Pourquoi des animaux devenus humains ? Parce qu’ils sont à nos portes ! Des expériences sont en cours visant à insérer des cellules humaines dans le cerveau d’animaux. Le biologiste Hiromitsu Nakauchi a écrit : « Si l’apport de cellules humaines n’est que de 0,5%, il y a très peu de chances pour que l’on obtienne des cochons pensants. Mais si la proportion atteint 40% c’est une autre histoire… ». De là, à imaginer un futur peuplé de Stany…


Marc : Sur quels projets travaillez-vous actuellement ?

Richard Canal : Je travaille sur la suite de Deloria paru chez Mnemos. Ce sera un grand roman SF qui reprendra le thème des mornes et de l’Origine. Il ira se balader du côté d’Animamea, retrouvera Niverniss et les Villes-Vertige, issus de mes anciens romans. Je compte deux ans au moins pour finaliser ce roman.


Marc : Quels conseils donneriez-vous aux jeunes auteurs ?

Richard Canal : Écrire, écrire, écrire. Toujours écrire. Persévérer contre toute adversité. Ne négliger ni le fond ni la forme. Se montrer très critique avec soi-même.

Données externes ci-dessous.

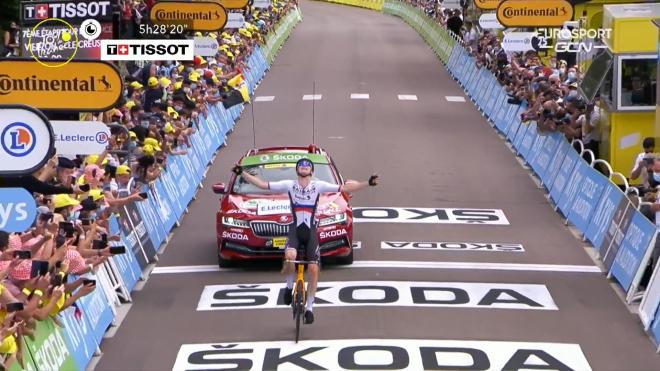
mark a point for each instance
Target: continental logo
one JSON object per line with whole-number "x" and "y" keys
{"x": 487, "y": 4}
{"x": 195, "y": 16}
{"x": 75, "y": 86}
{"x": 534, "y": 13}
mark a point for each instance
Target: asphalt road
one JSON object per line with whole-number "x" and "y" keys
{"x": 430, "y": 153}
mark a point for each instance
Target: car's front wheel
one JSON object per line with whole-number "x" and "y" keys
{"x": 346, "y": 260}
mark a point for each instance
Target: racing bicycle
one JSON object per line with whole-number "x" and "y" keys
{"x": 299, "y": 293}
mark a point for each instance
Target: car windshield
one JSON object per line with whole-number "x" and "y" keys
{"x": 277, "y": 172}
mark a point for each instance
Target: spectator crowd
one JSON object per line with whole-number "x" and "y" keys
{"x": 550, "y": 91}
{"x": 45, "y": 269}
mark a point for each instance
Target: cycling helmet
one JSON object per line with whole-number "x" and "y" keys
{"x": 305, "y": 162}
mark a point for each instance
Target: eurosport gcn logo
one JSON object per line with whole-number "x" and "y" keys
{"x": 131, "y": 50}
{"x": 18, "y": 139}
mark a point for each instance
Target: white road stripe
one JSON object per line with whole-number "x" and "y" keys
{"x": 359, "y": 96}
{"x": 470, "y": 265}
{"x": 413, "y": 265}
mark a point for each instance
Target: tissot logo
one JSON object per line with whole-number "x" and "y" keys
{"x": 67, "y": 10}
{"x": 147, "y": 49}
{"x": 381, "y": 354}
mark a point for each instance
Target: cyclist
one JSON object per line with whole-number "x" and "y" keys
{"x": 304, "y": 195}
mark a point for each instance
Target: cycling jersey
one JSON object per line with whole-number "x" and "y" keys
{"x": 303, "y": 199}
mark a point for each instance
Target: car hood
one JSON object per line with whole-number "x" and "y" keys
{"x": 258, "y": 206}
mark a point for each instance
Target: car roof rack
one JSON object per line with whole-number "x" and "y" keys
{"x": 312, "y": 148}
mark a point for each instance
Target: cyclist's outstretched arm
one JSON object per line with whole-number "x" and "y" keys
{"x": 252, "y": 179}
{"x": 356, "y": 185}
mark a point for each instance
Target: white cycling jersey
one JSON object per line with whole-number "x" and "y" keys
{"x": 303, "y": 199}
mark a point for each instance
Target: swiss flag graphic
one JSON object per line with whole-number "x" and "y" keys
{"x": 41, "y": 11}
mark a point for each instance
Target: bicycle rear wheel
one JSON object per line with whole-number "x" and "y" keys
{"x": 299, "y": 307}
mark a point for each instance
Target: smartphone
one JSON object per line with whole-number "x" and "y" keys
{"x": 56, "y": 280}
{"x": 14, "y": 307}
{"x": 114, "y": 250}
{"x": 66, "y": 229}
{"x": 23, "y": 254}
{"x": 99, "y": 244}
{"x": 39, "y": 268}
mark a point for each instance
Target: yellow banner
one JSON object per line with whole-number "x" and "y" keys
{"x": 487, "y": 4}
{"x": 195, "y": 16}
{"x": 79, "y": 85}
{"x": 369, "y": 4}
{"x": 534, "y": 13}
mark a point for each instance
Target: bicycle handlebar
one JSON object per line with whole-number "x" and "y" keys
{"x": 303, "y": 262}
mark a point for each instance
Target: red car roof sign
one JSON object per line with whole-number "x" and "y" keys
{"x": 271, "y": 158}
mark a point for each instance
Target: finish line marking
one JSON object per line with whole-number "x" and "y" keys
{"x": 452, "y": 98}
{"x": 410, "y": 265}
{"x": 359, "y": 96}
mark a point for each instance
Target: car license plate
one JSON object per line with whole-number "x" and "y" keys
{"x": 279, "y": 242}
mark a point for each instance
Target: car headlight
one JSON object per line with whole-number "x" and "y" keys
{"x": 233, "y": 222}
{"x": 337, "y": 218}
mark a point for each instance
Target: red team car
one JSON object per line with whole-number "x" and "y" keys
{"x": 253, "y": 223}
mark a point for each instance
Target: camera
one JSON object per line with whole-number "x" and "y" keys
{"x": 90, "y": 29}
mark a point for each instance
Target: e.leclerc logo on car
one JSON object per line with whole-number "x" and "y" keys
{"x": 18, "y": 139}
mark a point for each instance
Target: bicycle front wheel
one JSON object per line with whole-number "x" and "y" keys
{"x": 299, "y": 307}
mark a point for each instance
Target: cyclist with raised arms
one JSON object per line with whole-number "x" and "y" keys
{"x": 304, "y": 196}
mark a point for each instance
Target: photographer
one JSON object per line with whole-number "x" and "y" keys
{"x": 644, "y": 162}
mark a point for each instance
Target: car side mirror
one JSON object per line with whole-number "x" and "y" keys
{"x": 219, "y": 188}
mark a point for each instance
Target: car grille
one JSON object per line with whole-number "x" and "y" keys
{"x": 269, "y": 229}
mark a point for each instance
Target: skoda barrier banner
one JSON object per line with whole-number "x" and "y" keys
{"x": 589, "y": 190}
{"x": 632, "y": 254}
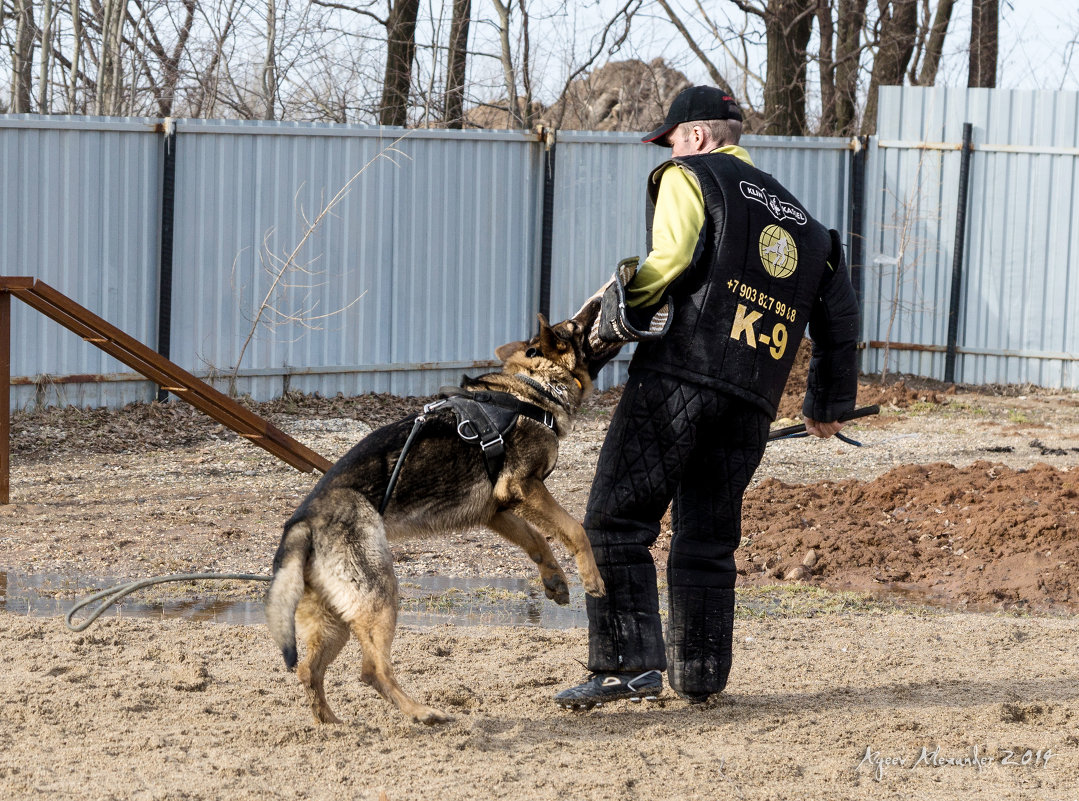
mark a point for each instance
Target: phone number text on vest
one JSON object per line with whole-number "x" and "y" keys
{"x": 745, "y": 325}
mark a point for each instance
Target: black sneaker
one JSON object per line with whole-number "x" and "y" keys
{"x": 601, "y": 688}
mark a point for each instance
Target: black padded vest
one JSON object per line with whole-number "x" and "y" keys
{"x": 742, "y": 304}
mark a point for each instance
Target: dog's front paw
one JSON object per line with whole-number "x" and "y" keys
{"x": 595, "y": 586}
{"x": 555, "y": 587}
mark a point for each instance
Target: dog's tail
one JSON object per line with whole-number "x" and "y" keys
{"x": 286, "y": 589}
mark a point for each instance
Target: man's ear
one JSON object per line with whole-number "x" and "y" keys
{"x": 505, "y": 351}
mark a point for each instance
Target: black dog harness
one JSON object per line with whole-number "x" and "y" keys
{"x": 483, "y": 418}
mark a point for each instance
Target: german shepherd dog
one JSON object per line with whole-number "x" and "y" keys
{"x": 333, "y": 570}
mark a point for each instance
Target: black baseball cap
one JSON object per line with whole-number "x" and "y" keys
{"x": 693, "y": 104}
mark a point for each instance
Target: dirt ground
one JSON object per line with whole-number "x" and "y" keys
{"x": 960, "y": 499}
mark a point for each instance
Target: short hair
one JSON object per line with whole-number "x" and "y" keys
{"x": 725, "y": 132}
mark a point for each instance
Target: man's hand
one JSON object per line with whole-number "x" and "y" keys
{"x": 823, "y": 430}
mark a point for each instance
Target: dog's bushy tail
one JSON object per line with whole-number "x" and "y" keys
{"x": 286, "y": 589}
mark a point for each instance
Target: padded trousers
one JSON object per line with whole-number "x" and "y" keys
{"x": 694, "y": 448}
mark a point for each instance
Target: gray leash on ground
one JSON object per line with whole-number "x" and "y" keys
{"x": 113, "y": 594}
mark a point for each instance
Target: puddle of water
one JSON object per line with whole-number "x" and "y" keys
{"x": 426, "y": 601}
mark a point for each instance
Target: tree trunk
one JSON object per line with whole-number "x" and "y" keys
{"x": 72, "y": 83}
{"x": 23, "y": 57}
{"x": 108, "y": 60}
{"x": 927, "y": 76}
{"x": 507, "y": 64}
{"x": 985, "y": 19}
{"x": 899, "y": 29}
{"x": 270, "y": 64}
{"x": 400, "y": 50}
{"x": 456, "y": 65}
{"x": 827, "y": 67}
{"x": 46, "y": 52}
{"x": 527, "y": 113}
{"x": 848, "y": 50}
{"x": 788, "y": 25}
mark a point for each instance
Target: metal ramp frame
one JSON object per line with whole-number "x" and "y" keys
{"x": 136, "y": 355}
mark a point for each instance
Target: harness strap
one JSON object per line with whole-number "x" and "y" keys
{"x": 483, "y": 418}
{"x": 420, "y": 420}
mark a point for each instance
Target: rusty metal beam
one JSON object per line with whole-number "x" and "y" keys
{"x": 136, "y": 355}
{"x": 4, "y": 396}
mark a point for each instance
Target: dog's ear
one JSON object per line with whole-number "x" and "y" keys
{"x": 504, "y": 352}
{"x": 586, "y": 315}
{"x": 552, "y": 343}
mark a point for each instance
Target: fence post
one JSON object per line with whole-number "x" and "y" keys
{"x": 857, "y": 232}
{"x": 960, "y": 235}
{"x": 4, "y": 395}
{"x": 165, "y": 258}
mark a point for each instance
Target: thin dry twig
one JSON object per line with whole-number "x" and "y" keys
{"x": 280, "y": 268}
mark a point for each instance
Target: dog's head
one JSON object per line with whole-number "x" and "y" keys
{"x": 556, "y": 355}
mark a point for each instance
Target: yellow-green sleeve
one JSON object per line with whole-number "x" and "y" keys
{"x": 675, "y": 229}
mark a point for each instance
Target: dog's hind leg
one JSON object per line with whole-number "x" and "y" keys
{"x": 537, "y": 506}
{"x": 376, "y": 633}
{"x": 325, "y": 634}
{"x": 520, "y": 532}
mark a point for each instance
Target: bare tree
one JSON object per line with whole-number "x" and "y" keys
{"x": 23, "y": 57}
{"x": 984, "y": 24}
{"x": 931, "y": 43}
{"x": 897, "y": 34}
{"x": 270, "y": 63}
{"x": 400, "y": 51}
{"x": 456, "y": 63}
{"x": 848, "y": 49}
{"x": 509, "y": 75}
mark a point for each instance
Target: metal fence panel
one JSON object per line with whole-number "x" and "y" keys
{"x": 1022, "y": 239}
{"x": 423, "y": 267}
{"x": 79, "y": 209}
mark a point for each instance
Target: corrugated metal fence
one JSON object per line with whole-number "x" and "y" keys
{"x": 1021, "y": 267}
{"x": 425, "y": 266}
{"x": 433, "y": 257}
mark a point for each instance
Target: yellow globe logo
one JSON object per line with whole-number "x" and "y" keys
{"x": 779, "y": 255}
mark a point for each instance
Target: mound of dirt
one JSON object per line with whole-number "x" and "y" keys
{"x": 893, "y": 393}
{"x": 984, "y": 534}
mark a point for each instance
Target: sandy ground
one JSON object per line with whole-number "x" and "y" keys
{"x": 863, "y": 706}
{"x": 956, "y": 498}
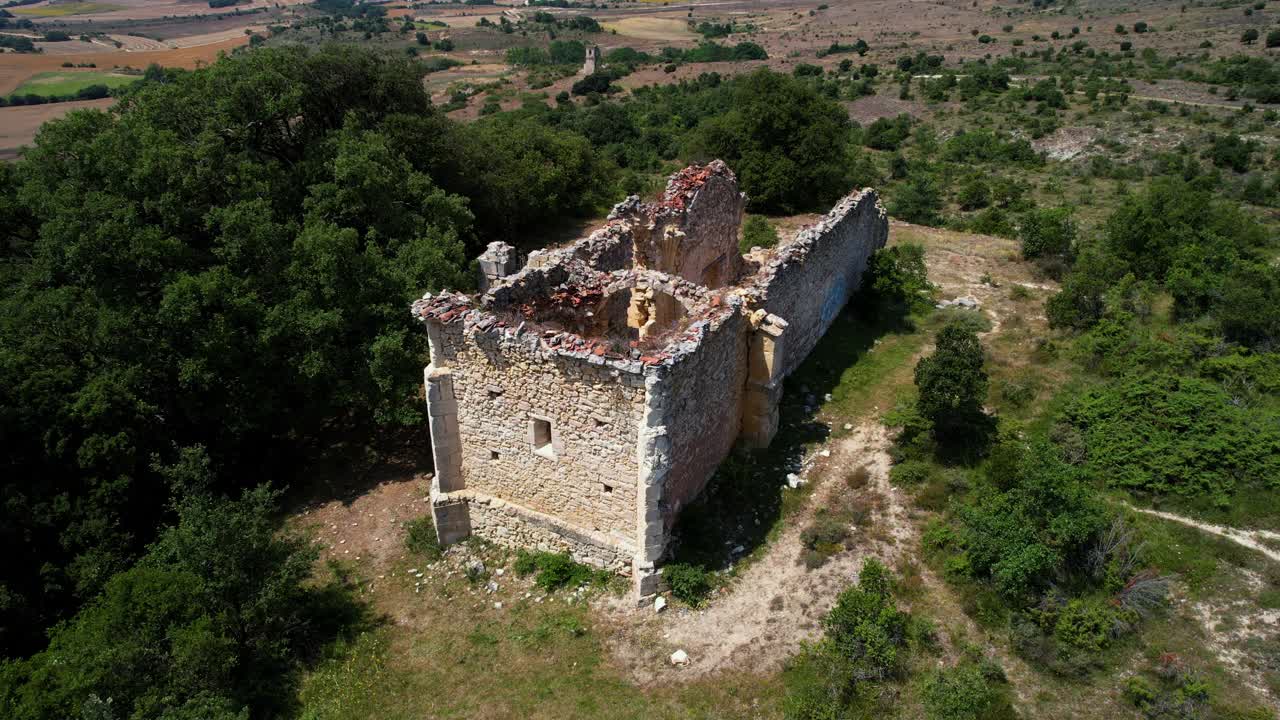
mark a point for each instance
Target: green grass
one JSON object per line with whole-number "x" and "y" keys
{"x": 446, "y": 656}
{"x": 64, "y": 9}
{"x": 63, "y": 83}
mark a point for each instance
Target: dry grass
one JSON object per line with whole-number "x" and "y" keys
{"x": 667, "y": 30}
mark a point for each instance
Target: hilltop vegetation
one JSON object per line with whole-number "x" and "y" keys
{"x": 205, "y": 299}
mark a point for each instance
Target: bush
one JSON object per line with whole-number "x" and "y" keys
{"x": 1170, "y": 434}
{"x": 420, "y": 537}
{"x": 826, "y": 533}
{"x": 952, "y": 383}
{"x": 1084, "y": 625}
{"x": 912, "y": 473}
{"x": 781, "y": 171}
{"x": 554, "y": 570}
{"x": 758, "y": 232}
{"x": 961, "y": 692}
{"x": 688, "y": 583}
{"x": 896, "y": 278}
{"x": 1047, "y": 232}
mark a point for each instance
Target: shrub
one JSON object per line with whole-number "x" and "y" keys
{"x": 420, "y": 537}
{"x": 859, "y": 478}
{"x": 554, "y": 570}
{"x": 952, "y": 382}
{"x": 1171, "y": 434}
{"x": 1084, "y": 624}
{"x": 959, "y": 693}
{"x": 758, "y": 232}
{"x": 865, "y": 628}
{"x": 688, "y": 583}
{"x": 896, "y": 277}
{"x": 824, "y": 532}
{"x": 910, "y": 473}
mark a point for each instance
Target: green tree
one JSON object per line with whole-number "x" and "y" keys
{"x": 758, "y": 232}
{"x": 896, "y": 278}
{"x": 961, "y": 693}
{"x": 786, "y": 142}
{"x": 211, "y": 623}
{"x": 223, "y": 259}
{"x": 918, "y": 200}
{"x": 952, "y": 382}
{"x": 1047, "y": 232}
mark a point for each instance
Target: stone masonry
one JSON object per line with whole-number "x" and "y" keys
{"x": 581, "y": 401}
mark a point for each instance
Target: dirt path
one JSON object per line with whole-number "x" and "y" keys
{"x": 1253, "y": 540}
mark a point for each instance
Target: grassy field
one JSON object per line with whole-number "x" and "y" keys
{"x": 64, "y": 9}
{"x": 667, "y": 30}
{"x": 55, "y": 85}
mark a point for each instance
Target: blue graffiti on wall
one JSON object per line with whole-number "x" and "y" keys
{"x": 835, "y": 300}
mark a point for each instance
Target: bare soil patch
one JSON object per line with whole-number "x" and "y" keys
{"x": 18, "y": 126}
{"x": 777, "y": 604}
{"x": 16, "y": 68}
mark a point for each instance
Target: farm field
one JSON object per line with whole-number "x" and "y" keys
{"x": 64, "y": 9}
{"x": 1046, "y": 425}
{"x": 17, "y": 68}
{"x": 62, "y": 83}
{"x": 18, "y": 126}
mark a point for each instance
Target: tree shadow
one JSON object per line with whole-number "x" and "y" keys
{"x": 749, "y": 493}
{"x": 352, "y": 464}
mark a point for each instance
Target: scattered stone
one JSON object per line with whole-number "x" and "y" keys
{"x": 967, "y": 302}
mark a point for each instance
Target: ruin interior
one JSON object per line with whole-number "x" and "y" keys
{"x": 579, "y": 402}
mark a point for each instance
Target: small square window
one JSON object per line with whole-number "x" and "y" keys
{"x": 542, "y": 438}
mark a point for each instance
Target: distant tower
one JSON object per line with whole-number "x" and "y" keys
{"x": 593, "y": 59}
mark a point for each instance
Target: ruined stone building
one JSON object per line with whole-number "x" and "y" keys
{"x": 581, "y": 401}
{"x": 592, "y": 62}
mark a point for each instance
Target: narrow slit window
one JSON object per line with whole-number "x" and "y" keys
{"x": 543, "y": 438}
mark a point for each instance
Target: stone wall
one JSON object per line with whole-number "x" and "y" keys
{"x": 809, "y": 281}
{"x": 585, "y": 400}
{"x": 517, "y": 527}
{"x": 703, "y": 405}
{"x": 585, "y": 473}
{"x": 693, "y": 232}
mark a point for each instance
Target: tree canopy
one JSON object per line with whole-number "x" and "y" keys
{"x": 225, "y": 260}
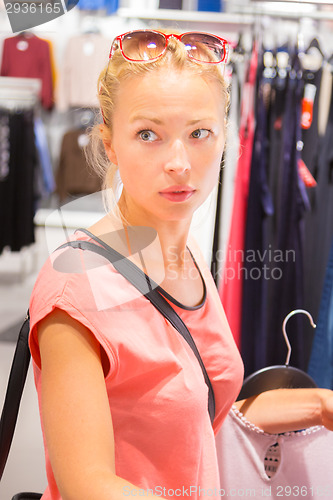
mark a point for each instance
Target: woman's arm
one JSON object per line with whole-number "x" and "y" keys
{"x": 75, "y": 411}
{"x": 284, "y": 410}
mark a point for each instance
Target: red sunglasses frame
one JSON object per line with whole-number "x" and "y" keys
{"x": 119, "y": 40}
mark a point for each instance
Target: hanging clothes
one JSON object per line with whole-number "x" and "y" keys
{"x": 256, "y": 249}
{"x": 84, "y": 58}
{"x": 273, "y": 465}
{"x": 73, "y": 175}
{"x": 286, "y": 290}
{"x": 170, "y": 4}
{"x": 321, "y": 360}
{"x": 43, "y": 153}
{"x": 230, "y": 289}
{"x": 26, "y": 55}
{"x": 110, "y": 6}
{"x": 17, "y": 186}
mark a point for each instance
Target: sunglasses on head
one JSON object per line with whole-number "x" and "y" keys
{"x": 149, "y": 45}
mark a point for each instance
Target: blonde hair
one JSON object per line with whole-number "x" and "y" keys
{"x": 117, "y": 71}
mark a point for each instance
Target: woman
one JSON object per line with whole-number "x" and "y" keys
{"x": 123, "y": 400}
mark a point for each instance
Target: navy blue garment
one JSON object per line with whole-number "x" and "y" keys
{"x": 110, "y": 6}
{"x": 260, "y": 206}
{"x": 319, "y": 224}
{"x": 321, "y": 361}
{"x": 17, "y": 188}
{"x": 286, "y": 292}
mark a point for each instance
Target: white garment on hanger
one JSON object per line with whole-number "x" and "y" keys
{"x": 304, "y": 470}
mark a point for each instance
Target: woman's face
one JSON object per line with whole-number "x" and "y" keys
{"x": 167, "y": 140}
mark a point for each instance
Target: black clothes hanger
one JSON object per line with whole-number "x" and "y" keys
{"x": 278, "y": 376}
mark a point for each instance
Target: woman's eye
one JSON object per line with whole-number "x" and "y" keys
{"x": 147, "y": 135}
{"x": 200, "y": 133}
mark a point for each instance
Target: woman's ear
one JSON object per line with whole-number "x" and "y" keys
{"x": 108, "y": 144}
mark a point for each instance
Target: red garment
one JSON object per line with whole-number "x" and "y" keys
{"x": 28, "y": 56}
{"x": 230, "y": 289}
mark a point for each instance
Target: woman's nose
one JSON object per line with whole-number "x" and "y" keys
{"x": 177, "y": 160}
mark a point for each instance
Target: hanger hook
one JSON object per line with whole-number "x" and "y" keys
{"x": 296, "y": 311}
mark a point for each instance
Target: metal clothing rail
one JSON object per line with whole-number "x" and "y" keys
{"x": 240, "y": 15}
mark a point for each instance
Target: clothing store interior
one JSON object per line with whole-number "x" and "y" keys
{"x": 266, "y": 231}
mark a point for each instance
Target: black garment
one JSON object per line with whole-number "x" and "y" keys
{"x": 17, "y": 189}
{"x": 255, "y": 278}
{"x": 286, "y": 293}
{"x": 170, "y": 4}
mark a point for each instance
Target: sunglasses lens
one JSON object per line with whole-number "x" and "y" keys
{"x": 143, "y": 45}
{"x": 203, "y": 47}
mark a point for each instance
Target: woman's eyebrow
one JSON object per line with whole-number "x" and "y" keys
{"x": 158, "y": 121}
{"x": 136, "y": 118}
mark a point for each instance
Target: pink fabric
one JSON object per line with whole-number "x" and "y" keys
{"x": 168, "y": 441}
{"x": 304, "y": 469}
{"x": 231, "y": 284}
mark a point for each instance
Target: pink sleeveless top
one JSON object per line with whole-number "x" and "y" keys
{"x": 167, "y": 444}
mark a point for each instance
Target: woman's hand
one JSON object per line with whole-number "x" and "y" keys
{"x": 284, "y": 410}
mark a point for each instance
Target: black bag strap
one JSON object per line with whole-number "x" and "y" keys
{"x": 148, "y": 288}
{"x": 16, "y": 381}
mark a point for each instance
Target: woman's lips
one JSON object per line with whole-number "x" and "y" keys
{"x": 177, "y": 193}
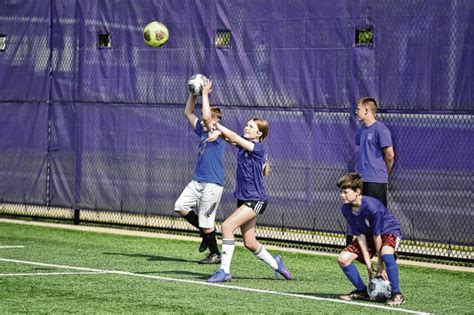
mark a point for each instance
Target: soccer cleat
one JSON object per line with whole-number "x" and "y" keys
{"x": 220, "y": 276}
{"x": 211, "y": 259}
{"x": 203, "y": 245}
{"x": 396, "y": 299}
{"x": 282, "y": 270}
{"x": 355, "y": 295}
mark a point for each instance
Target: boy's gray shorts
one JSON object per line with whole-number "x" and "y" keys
{"x": 203, "y": 198}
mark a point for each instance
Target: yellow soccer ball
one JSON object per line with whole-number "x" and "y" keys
{"x": 155, "y": 34}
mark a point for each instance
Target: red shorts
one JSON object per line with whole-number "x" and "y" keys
{"x": 387, "y": 240}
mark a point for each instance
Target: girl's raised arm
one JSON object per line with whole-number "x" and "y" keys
{"x": 232, "y": 137}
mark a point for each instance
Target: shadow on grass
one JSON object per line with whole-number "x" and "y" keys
{"x": 153, "y": 257}
{"x": 197, "y": 275}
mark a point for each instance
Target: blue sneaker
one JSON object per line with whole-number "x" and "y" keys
{"x": 282, "y": 270}
{"x": 220, "y": 276}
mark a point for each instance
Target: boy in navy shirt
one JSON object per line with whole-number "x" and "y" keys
{"x": 377, "y": 231}
{"x": 199, "y": 200}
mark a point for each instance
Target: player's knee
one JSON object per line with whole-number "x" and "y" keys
{"x": 178, "y": 208}
{"x": 343, "y": 260}
{"x": 251, "y": 245}
{"x": 227, "y": 228}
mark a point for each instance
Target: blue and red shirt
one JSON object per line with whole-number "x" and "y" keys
{"x": 210, "y": 162}
{"x": 372, "y": 218}
{"x": 249, "y": 177}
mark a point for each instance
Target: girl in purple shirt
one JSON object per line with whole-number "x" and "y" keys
{"x": 251, "y": 198}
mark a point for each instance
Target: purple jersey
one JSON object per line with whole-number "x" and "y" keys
{"x": 210, "y": 162}
{"x": 370, "y": 158}
{"x": 250, "y": 185}
{"x": 373, "y": 218}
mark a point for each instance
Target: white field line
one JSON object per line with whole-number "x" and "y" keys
{"x": 50, "y": 274}
{"x": 124, "y": 273}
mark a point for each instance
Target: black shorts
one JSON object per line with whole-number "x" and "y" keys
{"x": 257, "y": 206}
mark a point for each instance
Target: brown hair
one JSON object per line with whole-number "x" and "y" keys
{"x": 216, "y": 113}
{"x": 350, "y": 180}
{"x": 370, "y": 102}
{"x": 263, "y": 127}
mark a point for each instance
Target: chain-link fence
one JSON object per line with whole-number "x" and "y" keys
{"x": 100, "y": 130}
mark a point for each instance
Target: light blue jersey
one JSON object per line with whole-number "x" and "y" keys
{"x": 210, "y": 162}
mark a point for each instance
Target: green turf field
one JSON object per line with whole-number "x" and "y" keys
{"x": 60, "y": 271}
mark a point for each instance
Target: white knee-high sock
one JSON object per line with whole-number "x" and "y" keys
{"x": 265, "y": 256}
{"x": 228, "y": 246}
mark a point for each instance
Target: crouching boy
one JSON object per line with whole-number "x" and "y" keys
{"x": 377, "y": 232}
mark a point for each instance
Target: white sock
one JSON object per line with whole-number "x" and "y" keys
{"x": 265, "y": 256}
{"x": 228, "y": 246}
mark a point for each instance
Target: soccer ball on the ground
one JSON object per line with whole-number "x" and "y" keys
{"x": 195, "y": 84}
{"x": 379, "y": 289}
{"x": 155, "y": 34}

En revanche, ne pas prêter trop d’attention aux critiques des autres, rester soi-même. Refuser toute compromission, tout effet de mode.  Ne jamais se laisser décourager si on veut publier. Un livre refusé par une maison d’édition pourra trouver preneur chez une autre. Un livre dans une librairie, c’est la rencontre fortuite mais chaleureuse entre un éditeur et un auteur.